Spiral wave chimeras in locally coupled oscillator systems

TL;DR

This paper demonstrates the existence of spiral wave chimeras in reaction-diffusion systems with local coupling, expanding the understanding of chimera states beyond non-local or global coupling scenarios.

Contribution

First numerical evidence of spiral wave chimeras in locally coupled reaction-diffusion systems, revealing new dynamics and transition behaviors.

Findings

Spiral wave chimeras rotate inwardly with propagating waves toward the core.

A continuous transition from smooth spiral waves to chimeras occurs with changing local dynamics.

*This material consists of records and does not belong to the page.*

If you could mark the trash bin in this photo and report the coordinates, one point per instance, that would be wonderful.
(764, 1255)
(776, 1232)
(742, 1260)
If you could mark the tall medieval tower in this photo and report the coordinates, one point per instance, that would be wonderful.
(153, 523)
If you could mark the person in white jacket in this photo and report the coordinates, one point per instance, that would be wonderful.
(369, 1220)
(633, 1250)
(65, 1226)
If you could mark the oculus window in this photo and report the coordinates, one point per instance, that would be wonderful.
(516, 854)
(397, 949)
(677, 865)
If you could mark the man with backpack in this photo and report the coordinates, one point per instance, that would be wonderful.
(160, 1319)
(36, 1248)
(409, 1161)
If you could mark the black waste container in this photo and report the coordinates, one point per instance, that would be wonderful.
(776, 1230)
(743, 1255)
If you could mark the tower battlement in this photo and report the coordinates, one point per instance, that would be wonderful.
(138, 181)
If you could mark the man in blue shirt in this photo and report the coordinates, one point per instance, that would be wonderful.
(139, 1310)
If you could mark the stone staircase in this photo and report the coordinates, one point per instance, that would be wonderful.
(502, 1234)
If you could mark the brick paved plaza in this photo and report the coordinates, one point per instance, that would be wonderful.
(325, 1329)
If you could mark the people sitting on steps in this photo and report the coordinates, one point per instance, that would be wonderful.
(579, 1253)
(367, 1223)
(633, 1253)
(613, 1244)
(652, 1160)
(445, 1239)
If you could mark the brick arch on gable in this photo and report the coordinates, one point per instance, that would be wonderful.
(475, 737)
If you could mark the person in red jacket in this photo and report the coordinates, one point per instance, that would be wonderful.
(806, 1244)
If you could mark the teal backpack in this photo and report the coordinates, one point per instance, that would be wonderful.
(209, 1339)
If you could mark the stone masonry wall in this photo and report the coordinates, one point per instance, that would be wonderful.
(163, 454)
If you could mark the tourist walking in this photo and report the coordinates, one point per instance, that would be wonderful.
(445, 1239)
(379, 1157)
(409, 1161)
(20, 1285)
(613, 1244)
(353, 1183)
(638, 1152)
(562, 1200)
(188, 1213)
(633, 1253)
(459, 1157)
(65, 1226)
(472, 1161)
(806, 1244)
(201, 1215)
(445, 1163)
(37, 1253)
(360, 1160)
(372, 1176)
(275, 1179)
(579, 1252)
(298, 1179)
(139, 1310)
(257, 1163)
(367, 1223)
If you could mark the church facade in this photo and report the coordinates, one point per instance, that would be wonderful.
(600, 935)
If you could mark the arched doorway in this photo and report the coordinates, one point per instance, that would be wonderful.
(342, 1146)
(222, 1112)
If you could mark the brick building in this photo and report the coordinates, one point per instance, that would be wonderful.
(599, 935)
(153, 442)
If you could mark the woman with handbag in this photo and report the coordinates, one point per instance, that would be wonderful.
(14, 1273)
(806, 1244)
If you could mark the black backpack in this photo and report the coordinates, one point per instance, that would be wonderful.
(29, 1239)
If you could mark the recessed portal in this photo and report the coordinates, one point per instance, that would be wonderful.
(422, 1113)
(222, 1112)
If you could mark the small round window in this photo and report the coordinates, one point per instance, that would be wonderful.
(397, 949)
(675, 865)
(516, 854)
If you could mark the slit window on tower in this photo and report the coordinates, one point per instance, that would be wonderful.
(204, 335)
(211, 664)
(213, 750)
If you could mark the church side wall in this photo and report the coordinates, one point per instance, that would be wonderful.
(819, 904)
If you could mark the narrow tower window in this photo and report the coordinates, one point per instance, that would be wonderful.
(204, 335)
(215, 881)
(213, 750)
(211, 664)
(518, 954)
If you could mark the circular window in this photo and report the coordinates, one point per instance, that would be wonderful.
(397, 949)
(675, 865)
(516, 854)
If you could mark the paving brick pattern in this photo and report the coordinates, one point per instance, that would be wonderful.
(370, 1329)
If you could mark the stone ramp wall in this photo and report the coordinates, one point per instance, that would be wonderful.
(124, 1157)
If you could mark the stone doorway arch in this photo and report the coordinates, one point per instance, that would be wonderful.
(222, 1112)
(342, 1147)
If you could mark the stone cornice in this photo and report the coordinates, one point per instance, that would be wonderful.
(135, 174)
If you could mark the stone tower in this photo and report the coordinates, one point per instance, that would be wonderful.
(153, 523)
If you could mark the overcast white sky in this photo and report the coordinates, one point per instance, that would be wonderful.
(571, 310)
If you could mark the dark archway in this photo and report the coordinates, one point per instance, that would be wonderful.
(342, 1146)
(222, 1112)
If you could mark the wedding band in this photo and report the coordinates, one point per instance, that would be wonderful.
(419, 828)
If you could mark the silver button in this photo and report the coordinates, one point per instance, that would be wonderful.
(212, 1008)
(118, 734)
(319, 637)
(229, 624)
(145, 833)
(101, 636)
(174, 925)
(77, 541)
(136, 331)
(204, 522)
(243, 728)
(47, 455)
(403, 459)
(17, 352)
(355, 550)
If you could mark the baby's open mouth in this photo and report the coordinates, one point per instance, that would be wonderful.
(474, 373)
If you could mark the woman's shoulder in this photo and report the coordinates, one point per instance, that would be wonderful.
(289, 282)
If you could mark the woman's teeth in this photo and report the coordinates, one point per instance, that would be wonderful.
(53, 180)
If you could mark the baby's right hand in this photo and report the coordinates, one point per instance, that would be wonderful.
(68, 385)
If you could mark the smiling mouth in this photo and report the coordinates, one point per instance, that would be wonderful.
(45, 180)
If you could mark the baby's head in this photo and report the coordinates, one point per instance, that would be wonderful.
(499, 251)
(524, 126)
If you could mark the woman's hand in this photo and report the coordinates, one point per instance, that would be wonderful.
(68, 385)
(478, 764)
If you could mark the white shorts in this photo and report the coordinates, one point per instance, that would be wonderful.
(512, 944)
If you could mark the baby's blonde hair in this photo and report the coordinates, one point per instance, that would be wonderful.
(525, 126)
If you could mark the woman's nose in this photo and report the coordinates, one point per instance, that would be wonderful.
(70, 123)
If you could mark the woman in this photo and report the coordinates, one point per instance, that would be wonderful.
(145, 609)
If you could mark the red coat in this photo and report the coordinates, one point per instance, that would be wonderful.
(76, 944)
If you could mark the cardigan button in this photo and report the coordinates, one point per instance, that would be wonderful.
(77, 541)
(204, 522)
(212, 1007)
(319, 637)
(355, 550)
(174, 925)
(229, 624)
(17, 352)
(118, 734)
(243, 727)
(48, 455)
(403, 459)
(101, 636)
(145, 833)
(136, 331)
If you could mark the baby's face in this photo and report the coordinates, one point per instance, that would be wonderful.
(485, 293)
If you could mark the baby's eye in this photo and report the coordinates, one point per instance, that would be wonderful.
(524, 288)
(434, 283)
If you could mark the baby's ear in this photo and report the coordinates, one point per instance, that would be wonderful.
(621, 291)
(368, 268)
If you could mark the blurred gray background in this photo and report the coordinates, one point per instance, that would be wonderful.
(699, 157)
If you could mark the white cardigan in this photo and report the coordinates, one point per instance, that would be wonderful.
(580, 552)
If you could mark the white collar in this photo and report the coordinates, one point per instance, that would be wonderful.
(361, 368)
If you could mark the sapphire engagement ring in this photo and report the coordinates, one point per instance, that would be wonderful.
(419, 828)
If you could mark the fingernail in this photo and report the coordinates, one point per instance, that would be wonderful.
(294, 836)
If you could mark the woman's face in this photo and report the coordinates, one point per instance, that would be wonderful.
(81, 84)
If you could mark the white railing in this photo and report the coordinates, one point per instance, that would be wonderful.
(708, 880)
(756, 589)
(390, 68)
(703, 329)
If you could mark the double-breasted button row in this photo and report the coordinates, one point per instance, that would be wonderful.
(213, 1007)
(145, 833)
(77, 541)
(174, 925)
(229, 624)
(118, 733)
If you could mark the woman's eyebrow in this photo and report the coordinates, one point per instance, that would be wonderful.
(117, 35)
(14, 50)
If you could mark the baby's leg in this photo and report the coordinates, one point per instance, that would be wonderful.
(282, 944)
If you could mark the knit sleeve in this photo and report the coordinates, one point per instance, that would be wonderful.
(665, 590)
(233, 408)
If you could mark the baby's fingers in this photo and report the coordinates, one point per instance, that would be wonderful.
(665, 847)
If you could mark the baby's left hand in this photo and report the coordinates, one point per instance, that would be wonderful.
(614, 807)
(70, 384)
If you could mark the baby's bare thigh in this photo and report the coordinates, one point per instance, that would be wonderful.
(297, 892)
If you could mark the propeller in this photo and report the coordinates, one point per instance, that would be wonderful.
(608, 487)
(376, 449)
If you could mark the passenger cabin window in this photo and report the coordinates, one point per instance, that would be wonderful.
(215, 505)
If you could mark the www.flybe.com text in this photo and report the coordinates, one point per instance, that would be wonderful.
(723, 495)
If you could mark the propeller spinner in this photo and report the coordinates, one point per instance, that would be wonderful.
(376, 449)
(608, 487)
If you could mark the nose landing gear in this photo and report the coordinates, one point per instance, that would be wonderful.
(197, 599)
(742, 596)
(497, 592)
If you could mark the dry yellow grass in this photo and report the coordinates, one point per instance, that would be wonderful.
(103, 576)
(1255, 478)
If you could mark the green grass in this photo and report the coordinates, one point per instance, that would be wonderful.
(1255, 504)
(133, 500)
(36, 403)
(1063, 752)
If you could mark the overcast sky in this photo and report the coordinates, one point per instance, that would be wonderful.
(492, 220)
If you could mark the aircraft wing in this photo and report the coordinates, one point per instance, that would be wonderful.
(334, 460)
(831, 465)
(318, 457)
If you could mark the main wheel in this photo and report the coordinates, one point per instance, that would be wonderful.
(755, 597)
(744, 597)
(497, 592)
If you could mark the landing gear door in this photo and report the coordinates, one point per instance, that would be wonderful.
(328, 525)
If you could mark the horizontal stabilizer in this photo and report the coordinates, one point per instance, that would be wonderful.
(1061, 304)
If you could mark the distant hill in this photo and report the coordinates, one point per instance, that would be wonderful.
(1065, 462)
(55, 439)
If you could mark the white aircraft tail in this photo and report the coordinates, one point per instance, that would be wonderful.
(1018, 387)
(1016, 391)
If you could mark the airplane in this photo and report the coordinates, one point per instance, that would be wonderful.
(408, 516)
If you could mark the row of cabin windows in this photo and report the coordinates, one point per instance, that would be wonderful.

Spiral wave chimeras may naturally occur in systems modeled by diffusive coupling.

Abstract

The recently discovered chimera state involves the coexistence of synchronized and desynchronized states for a group of identical oscillators. This fascinating chimera state has until now been found only in non-local or globally coupled oscillator systems. In this work, we for the first time show numerical evidence of the existence of spiral wave chimeras in reaction-diffusion systems where each element is locally coupled by diffusion. This spiral wave chimera rotates inwardly, i.e., coherent waves propagate toward the phase randomized core. A continuous transition from spiral waves with smooth core to spiral wave chimeras is found as we change the local dynamics of the system. Our findings on the spiral wave chimera in locally coupled oscillator systems largely improve our understanding of the chimera state and suggest that spiral chimera states may be found in natural systems which can be modeled by a set of oscillators indirectly coupled by a diffusive environment.